Волошин предусмотрительно не стал въезжать во двор, а остановился снаружи, неподалеку от входа в магазин. Вот, как раз почти рядом, метрах в двадцати в сторону, и лежало то, что осталось от Соньки. Анатолий словно бы прислушался к себе, подумал и понял, что ровным счетом ничего, никаких сожалений не осталось в его душе после того случая. Именно случая, а не какой-то там трагедии, крупного несчастья, того, другого… Была — и нет, значит, и нужды в ней особой не имелось на этой земле. А чего, в самом деле? Вон в Чечне каждый день гибнут, и что, мировая скорбь? Это у кого родня есть, тем мертвых и жалко, а остальные давно привыкли: есть — нет, был — пропал…

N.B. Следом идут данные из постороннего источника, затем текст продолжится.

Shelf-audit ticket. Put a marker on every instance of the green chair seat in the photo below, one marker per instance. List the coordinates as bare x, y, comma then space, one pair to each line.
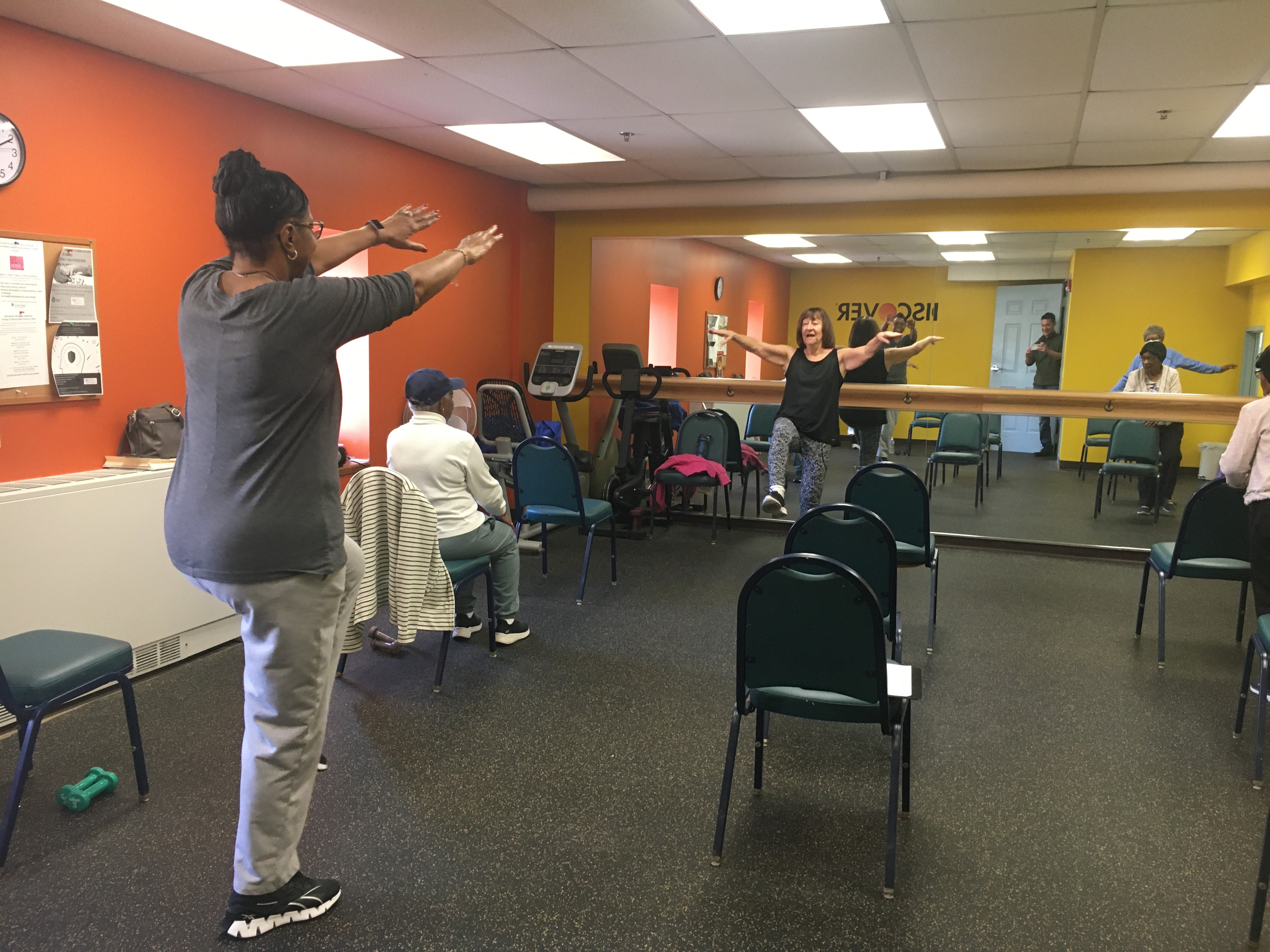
596, 511
1228, 569
464, 569
46, 663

Мягкими шагами стал подниматься он на шестой этаж, лифт был не нужен.
Всю дорогу сюда Волошин думал только об одном: где был Султан и почему появился дома? И не имел ответа. Логика этого бандита была непонятна. Ну, предположим, «замочил» он того неизвестного мента, и кровь на асфальте вполне могла быть и его… Дальше, один ботинок потерял, тоже могло случиться, сперва не обратил внимания, а когда спохватился, было уже поздно, вез небось трупака закапывать. А потом и сам перепугался, залег где-нибудь, пережидал. А может, даже и видел, как тут ментовка пахала. И про самоубийство Соньки, поди, узнал. Ну да, так оно все, наверно, и было. Потому и перетереть захотел свои проблемы с Хакимом… А тот — понятное дело…
Нет, не нужен был больше этот крест капитану Волошину. Даже более того, опасен. Если, не дай бог, возьмут его, то как бы не пришлось ставить жирный крест и на себе самом…
Анатолий остановился, прислушался, было тихо. Достал из кармана глушитель и навернул его на ствол пистолета — все из тех же, которые вручал им перед операциями Вадим Михайлович. Это у него имелся умелец, который переделывал ему газовые стволы под боевые патроны. И ни хрена с ними не страшно работать — незамазанные стволы-то.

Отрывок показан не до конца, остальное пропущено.